Scheck takes us on a tour of California counties to demonstrate a pattern: while Prop 13 places limits on how quickly property taxes can rise, it places no floor on how far they can fall. As such, the plunge in home values since 2007 has meant steep declines in property tax revenues for many counties. San Diego County's property tax revenues dropped by $100 million in 2010, Stanislaus County has seen such revenues fall by almost 12% in the past two years, and over the past three years, Calaveras County has seen its property tax rolls shrink by 18%. Predictably, this has led to steep cuts in services and personnel, and put county assessors in a difficult position of having to defend re-assessed values against political criticism.

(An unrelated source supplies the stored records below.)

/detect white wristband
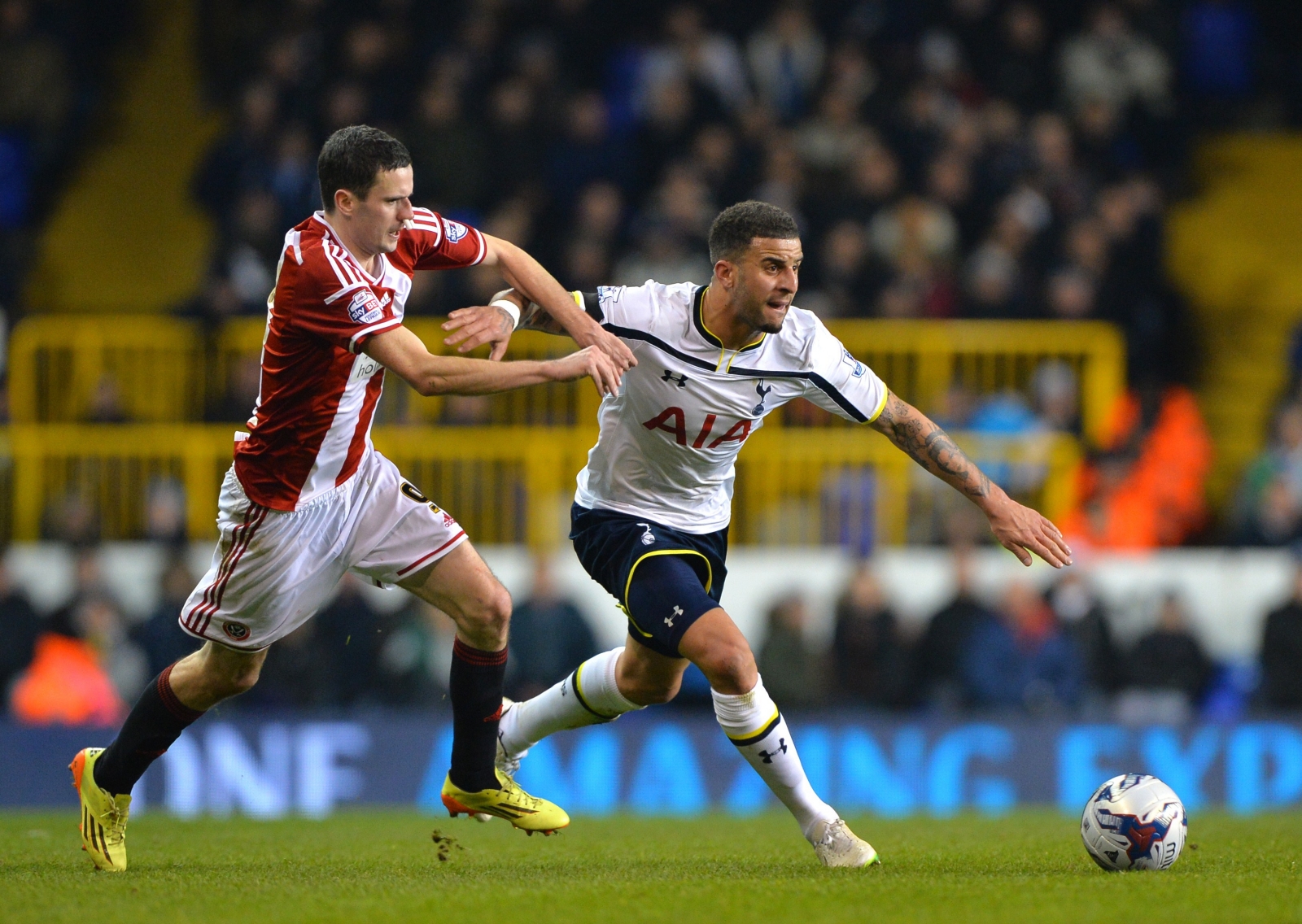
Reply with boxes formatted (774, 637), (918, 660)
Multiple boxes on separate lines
(491, 298), (519, 330)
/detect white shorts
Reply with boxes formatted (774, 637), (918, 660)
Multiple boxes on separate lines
(181, 451), (466, 651)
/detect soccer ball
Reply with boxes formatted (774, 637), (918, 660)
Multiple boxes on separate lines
(1081, 773), (1189, 870)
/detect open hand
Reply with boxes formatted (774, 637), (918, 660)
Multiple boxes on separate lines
(548, 346), (623, 395)
(443, 304), (513, 360)
(985, 495), (1072, 568)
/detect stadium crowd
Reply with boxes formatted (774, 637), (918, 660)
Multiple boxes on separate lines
(0, 544), (1302, 724)
(0, 0), (139, 308)
(0, 0), (1302, 721)
(190, 0), (1198, 381)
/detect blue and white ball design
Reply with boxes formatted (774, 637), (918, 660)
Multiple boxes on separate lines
(1081, 773), (1189, 870)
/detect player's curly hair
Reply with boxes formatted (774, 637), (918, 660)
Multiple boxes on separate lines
(710, 199), (801, 263)
(317, 125), (412, 211)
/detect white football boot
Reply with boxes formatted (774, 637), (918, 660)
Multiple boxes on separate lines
(811, 818), (881, 867)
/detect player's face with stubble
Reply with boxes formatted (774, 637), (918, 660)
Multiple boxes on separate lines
(736, 238), (805, 333)
(353, 167), (413, 254)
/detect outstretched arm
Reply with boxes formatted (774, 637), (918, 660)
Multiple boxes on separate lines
(363, 327), (620, 395)
(443, 234), (638, 373)
(872, 394), (1072, 568)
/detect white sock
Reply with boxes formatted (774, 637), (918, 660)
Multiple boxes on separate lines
(710, 679), (837, 842)
(497, 648), (644, 756)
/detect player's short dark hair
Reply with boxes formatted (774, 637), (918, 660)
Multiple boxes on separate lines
(710, 199), (801, 263)
(317, 125), (412, 211)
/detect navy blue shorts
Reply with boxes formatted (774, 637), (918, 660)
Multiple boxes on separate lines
(570, 503), (727, 657)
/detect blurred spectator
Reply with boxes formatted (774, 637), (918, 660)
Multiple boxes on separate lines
(746, 2), (827, 120)
(0, 557), (41, 703)
(990, 2), (1053, 112)
(832, 564), (909, 707)
(1181, 0), (1258, 102)
(9, 633), (126, 725)
(1031, 360), (1081, 434)
(181, 0), (1208, 351)
(1260, 566), (1302, 709)
(208, 356), (263, 423)
(375, 597), (456, 705)
(72, 595), (150, 703)
(506, 557), (596, 699)
(132, 553), (203, 677)
(86, 373), (130, 423)
(1063, 382), (1212, 548)
(408, 81), (490, 211)
(0, 0), (73, 159)
(1050, 573), (1125, 695)
(1061, 2), (1170, 112)
(759, 594), (824, 709)
(244, 620), (336, 709)
(312, 573), (380, 707)
(41, 486), (99, 548)
(1232, 402), (1302, 545)
(1126, 595), (1212, 705)
(11, 551), (148, 724)
(961, 582), (1085, 713)
(910, 545), (994, 709)
(548, 93), (629, 203)
(145, 477), (186, 545)
(636, 4), (750, 111)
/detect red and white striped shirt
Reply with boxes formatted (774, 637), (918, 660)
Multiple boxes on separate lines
(236, 208), (487, 510)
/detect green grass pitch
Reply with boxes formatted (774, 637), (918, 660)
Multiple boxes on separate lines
(0, 811), (1302, 924)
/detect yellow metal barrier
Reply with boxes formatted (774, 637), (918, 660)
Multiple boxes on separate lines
(11, 315), (1125, 438)
(0, 425), (1079, 548)
(9, 315), (204, 423)
(828, 320), (1126, 440)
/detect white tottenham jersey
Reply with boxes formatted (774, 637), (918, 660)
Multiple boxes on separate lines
(575, 280), (887, 534)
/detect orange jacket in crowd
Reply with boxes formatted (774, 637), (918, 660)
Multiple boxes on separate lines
(9, 633), (126, 725)
(1063, 386), (1212, 549)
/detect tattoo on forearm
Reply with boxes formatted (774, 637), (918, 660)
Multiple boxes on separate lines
(877, 394), (990, 499)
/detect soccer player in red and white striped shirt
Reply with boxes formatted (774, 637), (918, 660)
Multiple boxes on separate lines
(72, 126), (625, 870)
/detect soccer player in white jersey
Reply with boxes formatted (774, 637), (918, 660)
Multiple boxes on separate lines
(452, 202), (1072, 867)
(72, 126), (636, 870)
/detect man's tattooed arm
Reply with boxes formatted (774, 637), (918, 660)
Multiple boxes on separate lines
(872, 394), (1072, 568)
(872, 394), (1003, 508)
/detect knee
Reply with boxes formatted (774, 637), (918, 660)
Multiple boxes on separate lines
(616, 657), (682, 705)
(462, 582), (510, 639)
(698, 642), (759, 694)
(210, 659), (264, 699)
(620, 677), (682, 705)
(203, 653), (267, 700)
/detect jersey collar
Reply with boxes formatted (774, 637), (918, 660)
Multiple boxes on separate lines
(312, 211), (388, 285)
(692, 285), (768, 360)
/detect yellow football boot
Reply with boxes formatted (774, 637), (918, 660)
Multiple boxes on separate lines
(68, 747), (132, 874)
(443, 770), (569, 835)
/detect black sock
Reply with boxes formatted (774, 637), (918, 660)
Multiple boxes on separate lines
(95, 664), (203, 795)
(448, 639), (506, 792)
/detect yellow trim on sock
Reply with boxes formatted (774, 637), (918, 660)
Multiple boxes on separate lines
(724, 705), (779, 740)
(575, 659), (623, 718)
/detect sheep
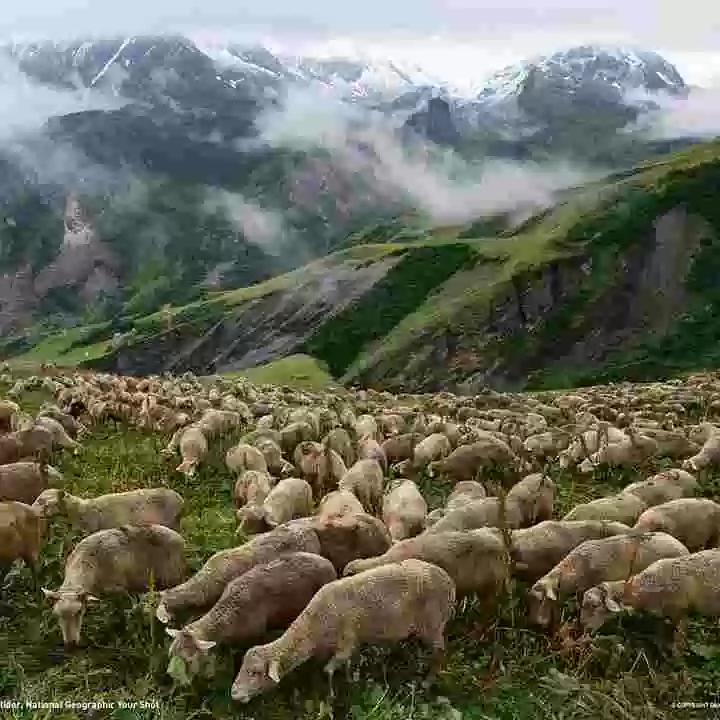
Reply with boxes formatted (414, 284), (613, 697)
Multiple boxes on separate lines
(529, 532), (690, 627)
(382, 480), (427, 541)
(0, 400), (20, 433)
(343, 528), (510, 600)
(338, 459), (384, 514)
(233, 470), (275, 508)
(324, 428), (357, 467)
(33, 488), (184, 533)
(635, 498), (720, 552)
(155, 526), (320, 624)
(286, 512), (392, 573)
(165, 552), (337, 682)
(682, 432), (720, 472)
(622, 470), (698, 507)
(0, 461), (63, 505)
(317, 490), (365, 520)
(175, 425), (208, 477)
(357, 435), (388, 473)
(580, 550), (720, 633)
(380, 433), (423, 465)
(230, 560), (456, 702)
(506, 473), (557, 525)
(563, 492), (647, 526)
(237, 478), (313, 534)
(0, 501), (46, 586)
(428, 435), (517, 482)
(43, 525), (187, 645)
(225, 443), (268, 475)
(510, 520), (630, 582)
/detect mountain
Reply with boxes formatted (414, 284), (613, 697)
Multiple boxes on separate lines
(0, 36), (704, 352)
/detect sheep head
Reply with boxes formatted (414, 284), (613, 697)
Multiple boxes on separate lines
(43, 588), (99, 645)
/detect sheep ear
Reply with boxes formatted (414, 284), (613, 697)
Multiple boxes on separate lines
(268, 660), (280, 684)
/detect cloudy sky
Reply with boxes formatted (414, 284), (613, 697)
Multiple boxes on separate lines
(0, 0), (720, 84)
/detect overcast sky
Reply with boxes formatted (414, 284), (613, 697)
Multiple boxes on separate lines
(0, 0), (720, 84)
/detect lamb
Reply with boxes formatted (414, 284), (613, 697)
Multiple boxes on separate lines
(428, 434), (517, 482)
(580, 550), (720, 633)
(166, 552), (337, 682)
(0, 462), (63, 505)
(156, 526), (321, 624)
(635, 498), (720, 552)
(175, 425), (208, 477)
(506, 473), (557, 525)
(233, 470), (275, 508)
(623, 470), (699, 507)
(318, 490), (365, 520)
(510, 520), (630, 582)
(682, 433), (720, 472)
(325, 428), (357, 467)
(563, 492), (647, 525)
(43, 525), (187, 645)
(343, 528), (510, 600)
(0, 501), (45, 586)
(231, 560), (456, 702)
(357, 435), (388, 473)
(382, 480), (427, 542)
(237, 478), (313, 534)
(530, 532), (690, 627)
(338, 459), (384, 514)
(0, 400), (20, 433)
(380, 433), (422, 465)
(34, 488), (184, 533)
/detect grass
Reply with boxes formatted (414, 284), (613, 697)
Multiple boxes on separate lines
(0, 380), (720, 720)
(219, 355), (334, 390)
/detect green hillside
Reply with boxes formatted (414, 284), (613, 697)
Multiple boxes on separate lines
(0, 137), (720, 390)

Scheck frames this as an unintended consequence of Prop 13, but this misses the point by a fair margin. While few people anticipated a day when California property values would decline steeply, the point of Prop 13 was precisely to prevent governments from hiking property taxes during recessions to cover their budget shortfalls. This is absolutely a feature, not a bug. Furthermore, the article fails to ask whether it was ludicrous for governments around the state to base spending decisions around a real-estate boom that was impossible to sustain. It also ignores a couple of important facts: government spending in California continued to skyrocket right through the economic recession, climbing 60% between 2006 and 2010, and many local governments continued to sweeten public employees' pension packages at the same time. In other words, these county governments have no one but themselves to blame for failing to take the state's economic weaknesses seriously by cutting back.


  1. RobJul 27, 2011 06:08 PM
    My personal half-remembered pre-history of Prop. 13 pretty much jibes with the Wikipedia version; the state assessors had wide latitude to set valuations and rates, and did so for their pals. Meantime, state supreme court decisions forced a more "equitable" distribution of property taxes from rich districts to poorer, thus negating much of the point of living in a more expensive neighborhood. With inflation rampant in the 70's, and assessors legally required to be even-handed (so they couldn't cut Gramma a special break), the combination of "money going to distant shores" times "a lot more of it" equaled a taxpayer revolt. The fact that Prop. 13 provides ballast to the public till (by limiting downside) is something that is little appreciated by government fans. These days, it's some other revenue source that's filling in for whipsaw property valuations (income taxes, for instance).